1.

    — Falta só o Tridente de Lizume e aquela pessoa que estava com eles — uma sombra comentava.

    — Os peões do rei louco se foram? — outra sombra questionava.

    — Nem todos, o importante é acabar com aqueles quatro — afirmava a primeira sombra.

    — Por quê? — a segunda sombra permanecia com dúvidas.

    — Ordens de última hora do general, pergunta lá para ele.

    — Nem morto… — desistia de seus pensamentos.

    A primeira sombra riu. E uma troca incessante de tiros começou em outro lugar acompanhando a risada.

    — Vamos, antes que sobre para a gente — afirmou a primeira sombra quando o barulho chegou em seus ouvidos.

    Helena escutava tudo por trás de uma prateleira.

    “O tridente, escutei Caio falar isso antes”, pensou, seguindo-os com passos cautelosos, “Se eu seguir eles, posso chegar até onde Caio está.”

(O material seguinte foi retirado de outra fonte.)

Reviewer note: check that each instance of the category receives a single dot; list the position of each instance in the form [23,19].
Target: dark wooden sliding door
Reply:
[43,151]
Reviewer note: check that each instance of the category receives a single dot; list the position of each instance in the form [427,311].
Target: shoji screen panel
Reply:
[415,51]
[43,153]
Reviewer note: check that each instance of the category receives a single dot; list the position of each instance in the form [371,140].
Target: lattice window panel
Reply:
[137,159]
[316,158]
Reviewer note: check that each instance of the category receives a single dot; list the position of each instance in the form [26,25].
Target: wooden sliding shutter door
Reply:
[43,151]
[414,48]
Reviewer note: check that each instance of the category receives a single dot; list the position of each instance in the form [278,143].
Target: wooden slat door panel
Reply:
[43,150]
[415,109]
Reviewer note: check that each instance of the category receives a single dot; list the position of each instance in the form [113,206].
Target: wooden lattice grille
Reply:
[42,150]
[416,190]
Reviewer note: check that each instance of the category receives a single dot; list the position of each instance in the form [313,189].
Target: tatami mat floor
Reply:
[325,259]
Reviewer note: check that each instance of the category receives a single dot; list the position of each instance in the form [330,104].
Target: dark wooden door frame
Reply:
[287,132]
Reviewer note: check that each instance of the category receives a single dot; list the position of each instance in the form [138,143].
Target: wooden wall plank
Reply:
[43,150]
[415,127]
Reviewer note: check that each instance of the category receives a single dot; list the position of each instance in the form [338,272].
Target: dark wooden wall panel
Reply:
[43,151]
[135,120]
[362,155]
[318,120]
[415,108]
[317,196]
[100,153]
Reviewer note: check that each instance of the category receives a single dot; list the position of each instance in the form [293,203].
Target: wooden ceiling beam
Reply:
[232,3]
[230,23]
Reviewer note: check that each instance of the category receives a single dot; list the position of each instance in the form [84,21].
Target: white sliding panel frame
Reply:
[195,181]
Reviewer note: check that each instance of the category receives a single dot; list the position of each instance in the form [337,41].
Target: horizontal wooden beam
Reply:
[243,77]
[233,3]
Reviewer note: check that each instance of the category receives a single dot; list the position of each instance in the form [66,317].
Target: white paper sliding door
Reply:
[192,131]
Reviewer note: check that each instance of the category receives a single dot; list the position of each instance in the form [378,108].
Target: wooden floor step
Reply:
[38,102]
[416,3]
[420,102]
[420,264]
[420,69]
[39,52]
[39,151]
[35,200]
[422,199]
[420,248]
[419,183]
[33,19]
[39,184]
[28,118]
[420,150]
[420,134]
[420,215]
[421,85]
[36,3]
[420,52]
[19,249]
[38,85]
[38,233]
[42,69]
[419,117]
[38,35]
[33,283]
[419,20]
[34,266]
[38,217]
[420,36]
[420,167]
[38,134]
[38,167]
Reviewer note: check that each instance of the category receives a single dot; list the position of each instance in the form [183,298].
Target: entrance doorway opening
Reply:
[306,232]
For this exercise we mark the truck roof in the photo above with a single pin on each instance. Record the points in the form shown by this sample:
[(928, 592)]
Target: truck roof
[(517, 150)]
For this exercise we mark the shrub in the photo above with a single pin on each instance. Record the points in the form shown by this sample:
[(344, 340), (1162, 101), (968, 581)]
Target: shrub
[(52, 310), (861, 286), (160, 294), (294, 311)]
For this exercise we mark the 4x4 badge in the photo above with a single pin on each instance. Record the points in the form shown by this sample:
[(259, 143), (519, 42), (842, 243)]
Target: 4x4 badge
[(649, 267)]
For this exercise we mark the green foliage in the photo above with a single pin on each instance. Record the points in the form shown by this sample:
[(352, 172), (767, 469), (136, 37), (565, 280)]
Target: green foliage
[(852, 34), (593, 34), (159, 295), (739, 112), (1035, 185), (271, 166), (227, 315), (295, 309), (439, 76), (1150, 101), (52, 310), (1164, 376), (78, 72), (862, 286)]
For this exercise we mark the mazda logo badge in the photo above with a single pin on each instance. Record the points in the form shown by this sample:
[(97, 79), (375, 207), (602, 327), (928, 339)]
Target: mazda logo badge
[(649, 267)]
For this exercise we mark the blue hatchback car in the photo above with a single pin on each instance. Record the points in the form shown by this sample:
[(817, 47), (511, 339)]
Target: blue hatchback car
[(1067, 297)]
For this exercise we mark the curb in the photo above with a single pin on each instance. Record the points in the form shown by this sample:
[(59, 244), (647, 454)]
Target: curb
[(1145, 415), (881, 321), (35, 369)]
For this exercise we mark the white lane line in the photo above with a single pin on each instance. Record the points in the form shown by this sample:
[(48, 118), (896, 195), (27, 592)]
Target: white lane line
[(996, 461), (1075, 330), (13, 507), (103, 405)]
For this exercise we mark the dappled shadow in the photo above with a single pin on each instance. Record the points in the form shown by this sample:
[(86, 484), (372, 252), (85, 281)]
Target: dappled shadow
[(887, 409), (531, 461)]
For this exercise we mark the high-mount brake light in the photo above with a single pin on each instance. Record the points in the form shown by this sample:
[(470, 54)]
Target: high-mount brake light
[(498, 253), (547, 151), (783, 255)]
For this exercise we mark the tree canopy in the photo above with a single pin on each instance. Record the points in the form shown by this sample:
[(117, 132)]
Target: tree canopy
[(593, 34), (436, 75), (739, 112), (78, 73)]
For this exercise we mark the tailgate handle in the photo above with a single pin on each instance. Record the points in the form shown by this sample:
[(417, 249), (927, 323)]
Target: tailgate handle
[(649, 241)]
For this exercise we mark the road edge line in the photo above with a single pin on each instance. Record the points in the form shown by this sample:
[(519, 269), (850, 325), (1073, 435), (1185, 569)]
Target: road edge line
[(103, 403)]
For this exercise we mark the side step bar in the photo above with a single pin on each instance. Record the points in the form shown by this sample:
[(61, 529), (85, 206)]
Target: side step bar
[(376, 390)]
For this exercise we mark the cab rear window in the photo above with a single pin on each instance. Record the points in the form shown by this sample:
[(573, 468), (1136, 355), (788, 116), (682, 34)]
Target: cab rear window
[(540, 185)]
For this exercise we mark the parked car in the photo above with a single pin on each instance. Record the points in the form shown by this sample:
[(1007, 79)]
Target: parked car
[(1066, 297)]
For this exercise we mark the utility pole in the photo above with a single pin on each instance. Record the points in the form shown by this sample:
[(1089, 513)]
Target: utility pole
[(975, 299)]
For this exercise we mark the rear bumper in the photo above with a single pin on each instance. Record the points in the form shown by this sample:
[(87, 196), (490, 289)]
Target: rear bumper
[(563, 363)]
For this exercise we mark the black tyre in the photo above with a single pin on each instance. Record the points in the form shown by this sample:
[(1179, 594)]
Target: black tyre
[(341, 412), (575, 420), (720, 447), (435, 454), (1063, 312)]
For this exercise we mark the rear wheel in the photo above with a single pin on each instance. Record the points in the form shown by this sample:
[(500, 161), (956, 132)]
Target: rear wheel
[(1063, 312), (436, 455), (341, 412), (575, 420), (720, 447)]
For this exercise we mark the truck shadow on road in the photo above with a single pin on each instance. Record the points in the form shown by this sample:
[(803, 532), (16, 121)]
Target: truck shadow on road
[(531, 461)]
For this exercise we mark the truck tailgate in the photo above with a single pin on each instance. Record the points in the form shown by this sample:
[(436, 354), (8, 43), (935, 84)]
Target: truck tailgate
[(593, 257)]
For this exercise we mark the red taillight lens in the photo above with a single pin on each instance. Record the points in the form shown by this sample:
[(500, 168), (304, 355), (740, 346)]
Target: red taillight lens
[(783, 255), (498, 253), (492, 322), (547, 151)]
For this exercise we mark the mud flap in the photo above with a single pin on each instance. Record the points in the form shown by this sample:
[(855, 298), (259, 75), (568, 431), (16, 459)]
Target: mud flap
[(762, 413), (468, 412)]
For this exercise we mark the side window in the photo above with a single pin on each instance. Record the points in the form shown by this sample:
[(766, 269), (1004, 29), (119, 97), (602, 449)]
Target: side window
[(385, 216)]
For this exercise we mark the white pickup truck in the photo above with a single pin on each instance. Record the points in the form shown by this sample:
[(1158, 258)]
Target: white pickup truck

    Enquanto os seguia a fábrica inteira começou a vibrar, o fogo das lamparinas que derrubaram no chão já estava afetando a fundação.

    Mais alguns passos e sentiu na pele, não era possível mais andar, tudo balançava. No desespero se apoiou em um tanque para não cair no chão, “Isso não pode ser bom…”

    As vigas tremiam como cordas prestes a se romper. 

    Então o primeiro estalo veio. 

    Uma parte se soltou, depois outra e outra. A parede gemeu, rachando. 

    Helena tentou gritar, mas o som se perdeu em meio a confusão.

    O chão cedeu sob seus pés. 

    O mundo virou uma mistura de poeira, destroços e gravidade desgovernada. 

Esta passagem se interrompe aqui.